Kino

"Wir sind überzeugt, dass Kinoexklusivität von Interesse für alle Parteien ist"

Anlässlich der Vorstellung der Jahreszahlen gab Cineworld-CEO Mooky Greidinger auch erste Informationen zum Stand der Verhandlungen mit anderen Studios, nachdem man Anfang der Woche einen wegweisenden Fensterdeal mit Warner geschlossen hatte.

25.03.2021 15:21 • von Marc Mensch
Cineworld befindet sich in Gesprächen mit Universal zum Kinofenster (Bild: IMAGO/Parsons Medie)

Auch wenn die Zahlen Ausdruck anhaltender Risiken für den Fortbestand der weltweit zweitgrößten Kinokette waren - die ersten Verluste, die Cineworld in seiner Geschichte in einer Jahresbilanz ausweisen musste (und das gleich in Milliardenhöhe), verkamen bei einem an deren Vorstellung anschließenden Analystengespräch beinahe zur Randnotiz. Vielmehr stand der wegeisende Fensterdeal mit Warner (der ganz nebenbei auch ein Ende der Day&Date-Strategie des Studios ab 2022 signalisierte) im Zentrum des Interesses.

CEO Mooky Greidinger jedenfalls sprach erneut von einem Meilenstein - und zeigte sich mit Blick auf die bevorstehende Öffnung der Regal-Kinos in den USA optimistisch. Erste Reaktionen auf die Neuigkeit seien "überaus ermutigend" ausgefallen.

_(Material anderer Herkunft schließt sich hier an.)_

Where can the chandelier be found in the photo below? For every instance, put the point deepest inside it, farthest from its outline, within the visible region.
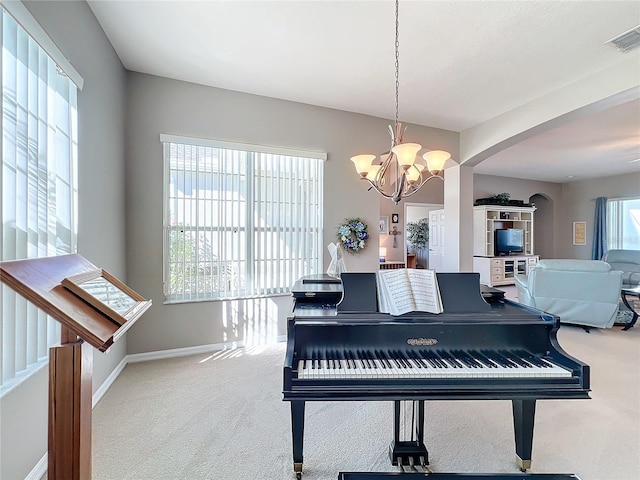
(398, 173)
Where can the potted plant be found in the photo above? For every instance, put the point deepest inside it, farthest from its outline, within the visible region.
(418, 235)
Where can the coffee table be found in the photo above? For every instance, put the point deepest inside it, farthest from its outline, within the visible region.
(630, 292)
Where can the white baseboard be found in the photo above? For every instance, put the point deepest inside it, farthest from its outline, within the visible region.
(40, 470)
(182, 352)
(108, 381)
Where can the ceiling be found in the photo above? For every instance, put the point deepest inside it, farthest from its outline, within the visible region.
(462, 63)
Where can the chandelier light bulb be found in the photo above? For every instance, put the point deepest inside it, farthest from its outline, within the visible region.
(413, 174)
(363, 163)
(373, 172)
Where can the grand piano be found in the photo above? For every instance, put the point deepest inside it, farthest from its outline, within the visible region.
(340, 348)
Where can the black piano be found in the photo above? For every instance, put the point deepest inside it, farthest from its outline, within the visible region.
(339, 347)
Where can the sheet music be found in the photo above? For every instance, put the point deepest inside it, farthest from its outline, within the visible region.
(407, 290)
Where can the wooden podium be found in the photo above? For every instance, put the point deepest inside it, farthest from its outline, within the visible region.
(94, 309)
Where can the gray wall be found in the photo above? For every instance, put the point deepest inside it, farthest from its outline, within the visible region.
(579, 205)
(121, 202)
(549, 205)
(101, 234)
(158, 105)
(559, 205)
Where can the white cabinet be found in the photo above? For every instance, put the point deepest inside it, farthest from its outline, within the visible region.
(488, 218)
(501, 270)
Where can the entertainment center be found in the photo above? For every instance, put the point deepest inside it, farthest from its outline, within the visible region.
(502, 243)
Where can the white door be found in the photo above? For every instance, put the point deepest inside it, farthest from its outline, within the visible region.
(436, 239)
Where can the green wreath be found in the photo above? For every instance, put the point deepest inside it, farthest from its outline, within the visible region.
(353, 235)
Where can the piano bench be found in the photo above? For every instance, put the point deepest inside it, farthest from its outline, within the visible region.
(454, 476)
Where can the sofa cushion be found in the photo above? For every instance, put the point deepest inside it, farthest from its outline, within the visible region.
(626, 260)
(572, 265)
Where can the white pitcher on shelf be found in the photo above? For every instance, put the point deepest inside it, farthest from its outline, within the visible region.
(337, 265)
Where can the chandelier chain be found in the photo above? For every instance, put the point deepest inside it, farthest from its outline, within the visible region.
(397, 61)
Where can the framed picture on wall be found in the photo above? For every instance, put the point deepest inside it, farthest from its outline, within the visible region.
(384, 225)
(579, 233)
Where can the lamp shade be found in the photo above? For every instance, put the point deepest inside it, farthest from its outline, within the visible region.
(363, 163)
(436, 159)
(406, 153)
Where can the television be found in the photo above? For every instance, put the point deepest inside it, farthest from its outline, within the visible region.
(509, 240)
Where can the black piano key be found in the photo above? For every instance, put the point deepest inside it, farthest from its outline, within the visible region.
(483, 359)
(448, 359)
(416, 359)
(383, 359)
(371, 358)
(517, 359)
(365, 359)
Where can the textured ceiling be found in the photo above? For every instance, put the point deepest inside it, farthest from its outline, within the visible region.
(461, 63)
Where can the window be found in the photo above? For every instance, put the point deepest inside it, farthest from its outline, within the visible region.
(623, 223)
(39, 151)
(240, 220)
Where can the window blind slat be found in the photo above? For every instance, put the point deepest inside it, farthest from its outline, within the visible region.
(250, 221)
(39, 148)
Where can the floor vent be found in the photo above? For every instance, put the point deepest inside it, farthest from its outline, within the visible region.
(628, 40)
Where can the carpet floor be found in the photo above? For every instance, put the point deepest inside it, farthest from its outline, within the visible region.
(221, 416)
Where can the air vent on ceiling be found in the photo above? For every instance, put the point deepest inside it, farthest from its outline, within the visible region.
(628, 40)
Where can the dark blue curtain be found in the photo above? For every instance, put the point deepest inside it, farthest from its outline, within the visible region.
(599, 247)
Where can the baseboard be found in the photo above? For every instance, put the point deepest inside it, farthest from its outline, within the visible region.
(40, 470)
(182, 352)
(102, 389)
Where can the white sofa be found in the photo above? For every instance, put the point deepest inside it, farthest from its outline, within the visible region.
(580, 292)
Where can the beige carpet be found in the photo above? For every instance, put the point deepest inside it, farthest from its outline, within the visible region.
(222, 417)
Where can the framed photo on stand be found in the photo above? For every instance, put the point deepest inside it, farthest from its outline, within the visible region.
(384, 225)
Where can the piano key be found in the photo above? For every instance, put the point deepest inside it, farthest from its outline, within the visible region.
(398, 364)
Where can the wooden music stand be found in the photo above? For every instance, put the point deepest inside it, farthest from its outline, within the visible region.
(40, 281)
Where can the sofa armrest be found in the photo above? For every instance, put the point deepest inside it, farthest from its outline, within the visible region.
(522, 286)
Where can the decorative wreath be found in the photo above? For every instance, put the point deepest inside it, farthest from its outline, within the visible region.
(353, 235)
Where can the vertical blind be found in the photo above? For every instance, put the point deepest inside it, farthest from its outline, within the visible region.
(240, 221)
(39, 152)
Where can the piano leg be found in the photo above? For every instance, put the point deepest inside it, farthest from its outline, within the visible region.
(523, 417)
(297, 431)
(411, 451)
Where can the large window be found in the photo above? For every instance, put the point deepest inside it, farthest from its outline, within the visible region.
(623, 223)
(240, 220)
(39, 150)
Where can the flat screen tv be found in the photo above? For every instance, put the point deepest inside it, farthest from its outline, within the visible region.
(508, 240)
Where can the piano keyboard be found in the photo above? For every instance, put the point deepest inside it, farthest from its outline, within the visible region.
(399, 364)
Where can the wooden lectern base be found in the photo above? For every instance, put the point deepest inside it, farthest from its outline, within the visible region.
(70, 392)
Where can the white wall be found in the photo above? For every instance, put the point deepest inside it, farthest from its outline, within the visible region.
(101, 196)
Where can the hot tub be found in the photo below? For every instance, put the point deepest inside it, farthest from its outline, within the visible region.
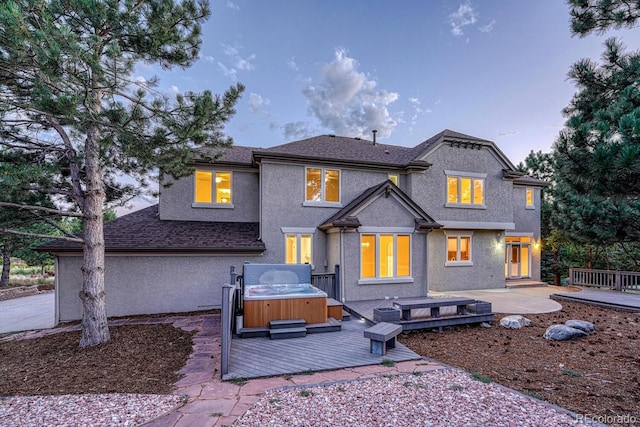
(281, 292)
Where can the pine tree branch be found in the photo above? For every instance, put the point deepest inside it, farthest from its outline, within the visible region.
(43, 209)
(42, 236)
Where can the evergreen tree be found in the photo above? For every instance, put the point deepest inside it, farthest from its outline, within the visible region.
(588, 16)
(67, 93)
(597, 155)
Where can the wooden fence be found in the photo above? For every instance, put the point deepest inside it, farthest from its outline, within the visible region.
(607, 279)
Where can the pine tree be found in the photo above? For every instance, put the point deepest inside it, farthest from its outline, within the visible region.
(67, 92)
(597, 155)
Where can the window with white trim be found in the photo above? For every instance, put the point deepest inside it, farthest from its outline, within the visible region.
(212, 188)
(458, 249)
(385, 255)
(465, 189)
(529, 201)
(322, 185)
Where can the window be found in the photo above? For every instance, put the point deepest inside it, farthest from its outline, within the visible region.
(529, 198)
(459, 250)
(385, 256)
(322, 185)
(465, 189)
(298, 249)
(212, 188)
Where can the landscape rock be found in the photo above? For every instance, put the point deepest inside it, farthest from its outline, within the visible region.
(563, 333)
(515, 322)
(583, 325)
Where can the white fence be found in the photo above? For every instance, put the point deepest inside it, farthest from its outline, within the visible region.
(608, 279)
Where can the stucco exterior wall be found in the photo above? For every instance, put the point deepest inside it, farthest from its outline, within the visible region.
(384, 215)
(176, 201)
(138, 284)
(283, 206)
(487, 271)
(429, 188)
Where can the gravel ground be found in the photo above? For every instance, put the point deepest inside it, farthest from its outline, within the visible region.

Unterdessen befindet sich Cineworld in Verhandlungen mit weiteren Studios über das künftige Kinofenster und die damit verbundenen Konditionen - und zu den engsten Gesprächspartnern zählt erwartungsgemäß (und wie bereits von uns vermutet) Universal. Jenes Studio, das als erstes in der Pandemie Abkommen mit einer ganzen Reihe führender Ketten über deutlich (auf 17 bzw. 31 Tage) verkürzte Auswertungsfenster geschlossen hatte.

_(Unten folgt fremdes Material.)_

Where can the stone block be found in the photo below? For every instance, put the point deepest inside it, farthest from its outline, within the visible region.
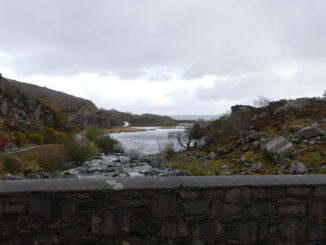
(238, 195)
(207, 228)
(320, 191)
(41, 206)
(317, 208)
(292, 209)
(15, 208)
(212, 194)
(245, 232)
(174, 229)
(221, 210)
(186, 194)
(317, 232)
(298, 191)
(40, 239)
(261, 210)
(65, 207)
(196, 208)
(164, 207)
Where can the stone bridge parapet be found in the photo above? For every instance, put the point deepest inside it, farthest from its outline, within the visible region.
(280, 209)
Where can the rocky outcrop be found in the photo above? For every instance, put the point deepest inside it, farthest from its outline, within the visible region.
(279, 148)
(308, 132)
(298, 168)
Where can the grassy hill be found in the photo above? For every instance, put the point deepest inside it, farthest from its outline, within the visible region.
(283, 137)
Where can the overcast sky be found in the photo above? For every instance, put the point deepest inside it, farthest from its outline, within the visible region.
(167, 56)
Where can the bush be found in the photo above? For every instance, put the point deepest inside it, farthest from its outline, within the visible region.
(36, 138)
(12, 165)
(92, 132)
(50, 136)
(19, 136)
(167, 149)
(77, 152)
(107, 144)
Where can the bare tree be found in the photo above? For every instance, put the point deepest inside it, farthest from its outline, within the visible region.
(261, 101)
(239, 122)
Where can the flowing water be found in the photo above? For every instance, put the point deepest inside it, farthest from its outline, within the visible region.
(139, 159)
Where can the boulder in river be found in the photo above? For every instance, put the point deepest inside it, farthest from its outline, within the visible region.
(279, 147)
(308, 132)
(298, 168)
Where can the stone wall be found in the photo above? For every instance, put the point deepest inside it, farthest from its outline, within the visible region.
(172, 210)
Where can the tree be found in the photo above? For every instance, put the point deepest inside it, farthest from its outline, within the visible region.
(192, 137)
(239, 122)
(261, 101)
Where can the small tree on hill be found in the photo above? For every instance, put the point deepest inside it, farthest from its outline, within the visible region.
(239, 123)
(261, 101)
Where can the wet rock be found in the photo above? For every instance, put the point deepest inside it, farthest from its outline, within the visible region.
(255, 145)
(301, 151)
(263, 142)
(296, 128)
(298, 168)
(257, 167)
(279, 148)
(308, 132)
(280, 110)
(254, 136)
(211, 156)
(12, 177)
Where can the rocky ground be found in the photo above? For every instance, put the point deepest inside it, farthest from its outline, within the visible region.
(289, 138)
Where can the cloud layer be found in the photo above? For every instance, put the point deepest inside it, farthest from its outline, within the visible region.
(252, 47)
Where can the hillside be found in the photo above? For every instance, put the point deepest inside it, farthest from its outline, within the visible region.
(283, 137)
(73, 111)
(57, 99)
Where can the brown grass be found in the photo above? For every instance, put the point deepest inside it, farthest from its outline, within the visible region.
(121, 130)
(49, 158)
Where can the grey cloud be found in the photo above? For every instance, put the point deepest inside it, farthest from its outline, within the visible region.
(129, 37)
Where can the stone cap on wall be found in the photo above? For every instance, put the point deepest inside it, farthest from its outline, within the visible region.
(143, 183)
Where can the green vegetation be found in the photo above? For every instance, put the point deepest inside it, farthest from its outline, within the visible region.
(107, 145)
(77, 152)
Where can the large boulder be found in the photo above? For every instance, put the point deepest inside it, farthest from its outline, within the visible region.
(308, 132)
(254, 136)
(298, 168)
(279, 148)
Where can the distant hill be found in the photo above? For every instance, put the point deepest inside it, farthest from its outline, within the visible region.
(73, 111)
(57, 99)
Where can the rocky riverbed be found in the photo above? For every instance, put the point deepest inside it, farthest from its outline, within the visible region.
(120, 165)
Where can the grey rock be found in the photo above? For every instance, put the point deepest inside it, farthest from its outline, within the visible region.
(254, 136)
(279, 147)
(211, 156)
(301, 151)
(257, 167)
(263, 142)
(296, 128)
(298, 168)
(255, 145)
(298, 103)
(280, 110)
(308, 132)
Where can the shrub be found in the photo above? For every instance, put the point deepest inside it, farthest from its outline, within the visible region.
(50, 136)
(21, 137)
(92, 132)
(107, 144)
(167, 149)
(36, 138)
(12, 164)
(77, 152)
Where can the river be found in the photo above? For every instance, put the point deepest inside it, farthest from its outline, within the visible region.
(139, 159)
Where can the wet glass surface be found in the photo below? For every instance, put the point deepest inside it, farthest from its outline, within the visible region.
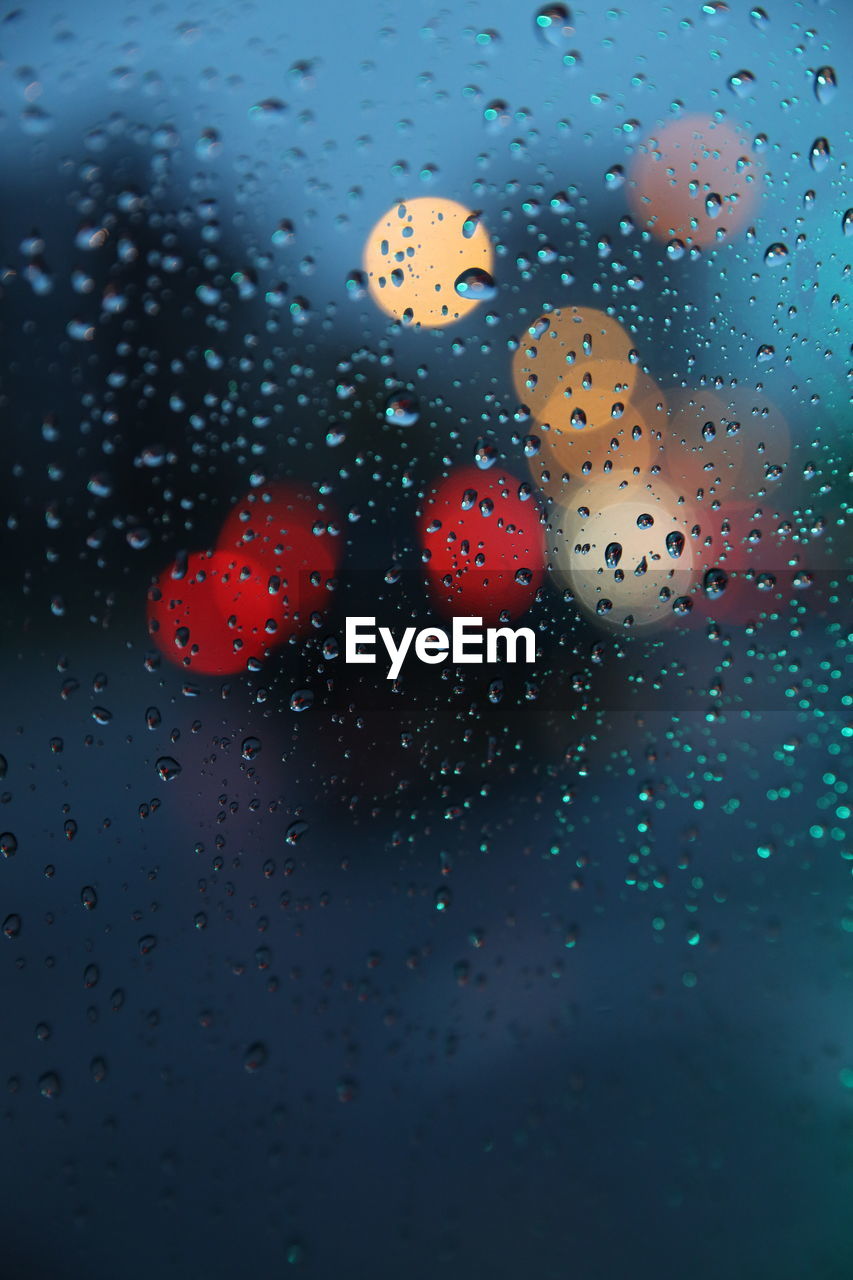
(539, 316)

Noch haben sich Cineworld und Universal nicht geeinigt, Greidinger sprach davon, dass man nach wie vor eine "finanzielle Lösung" finden müsse - was sich auf eine Beteiligung an PVoD-Erlösen ebenso beziehen kann wie auf die Leihmieten, die in Branchenkreisen als Bestandteil des Abkommens mit Warner gehandelt werden. Wovon sich Cineworld aber bereits jetzt verabschiedet, ist der Boykott von Universal-Titeln, die mit kurzem Fenster auf die Leinwand kommen. "Wir haben zwar noch keinen Vertrag, aber das bedeutet nicht, dass wir Universal-Filme nicht zeigen", erklärte Greidinger vielsagend. Zur Erinnerung: Noch im Juli 2020 hatte er erklärt, man sehe "keinen Sinn" in jenem Modell, das dem Vertragsschluss zwischen AMC und Universal zugrunde lag.

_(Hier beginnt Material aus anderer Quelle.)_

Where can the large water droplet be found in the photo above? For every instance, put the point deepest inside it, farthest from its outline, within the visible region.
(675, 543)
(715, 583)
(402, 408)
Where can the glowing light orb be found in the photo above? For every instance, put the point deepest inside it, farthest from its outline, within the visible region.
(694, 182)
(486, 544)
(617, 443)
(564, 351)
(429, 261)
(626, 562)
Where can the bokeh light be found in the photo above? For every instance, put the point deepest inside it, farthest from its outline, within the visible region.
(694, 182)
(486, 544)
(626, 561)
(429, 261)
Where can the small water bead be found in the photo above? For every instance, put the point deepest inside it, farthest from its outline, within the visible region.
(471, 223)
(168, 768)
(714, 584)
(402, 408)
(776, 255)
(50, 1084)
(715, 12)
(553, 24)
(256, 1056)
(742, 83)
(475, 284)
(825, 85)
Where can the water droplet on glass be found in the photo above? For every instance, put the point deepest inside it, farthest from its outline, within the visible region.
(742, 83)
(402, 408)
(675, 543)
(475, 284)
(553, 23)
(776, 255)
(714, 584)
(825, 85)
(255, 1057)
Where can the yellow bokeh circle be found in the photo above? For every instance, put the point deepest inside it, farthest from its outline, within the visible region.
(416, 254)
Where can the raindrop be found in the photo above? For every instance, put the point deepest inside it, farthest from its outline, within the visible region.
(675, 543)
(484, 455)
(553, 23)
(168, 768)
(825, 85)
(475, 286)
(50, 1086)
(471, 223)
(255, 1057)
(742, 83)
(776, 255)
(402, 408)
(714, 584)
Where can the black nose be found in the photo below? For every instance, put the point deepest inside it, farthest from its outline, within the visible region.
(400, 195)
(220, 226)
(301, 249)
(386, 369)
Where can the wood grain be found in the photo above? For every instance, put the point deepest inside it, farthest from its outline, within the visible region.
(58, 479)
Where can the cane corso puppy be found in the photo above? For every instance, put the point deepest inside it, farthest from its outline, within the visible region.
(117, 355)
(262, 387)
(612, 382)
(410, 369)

Generell gab sich der Cineworld-CEO überaus diplomatisch, sprach von "allseits guten Gesprächen" und lies sich auch angesichts der jüngsten Ankündigung von Disney, Black Widow" sowie Cruella" direkt in die PVoD-Auswertung zu holen und mit Luca" nach "Soul" auch den nächsten Pixar-Titel den Kinos gleich gänzlich vorzuenthalten, nicht aus der Reserve locken. Man analysiere diese Neuigkeit, warte auf ein Angebot von Disney und werde auch mit ihnen reden, hieß es schlicht.

Grundsätzlich zeigte sich Greidinger überzeugt, dass die Frage der Auswertungsfenster mit dem Ende der Pandemie auch wieder von mehr Stabilität geprägt sein würde. "Wir glauben fest daran, dass Kinoexklusivität im Interesse aller Parteien ist", so der CEO. "Und solange diese Exklusivität in irgendeiner Weise aufrecht erhalten bleibt, werden wir uns behaupten können und werden die Menschen in die Kinos strömen." Für die Studios sei doch ohnehin offensichtlich, dass ein Film in nachgelagerten Verwertungsstufen bzw. im Merchandising umso erfolgreicher sei, je erfolgreicher er im Kino sei.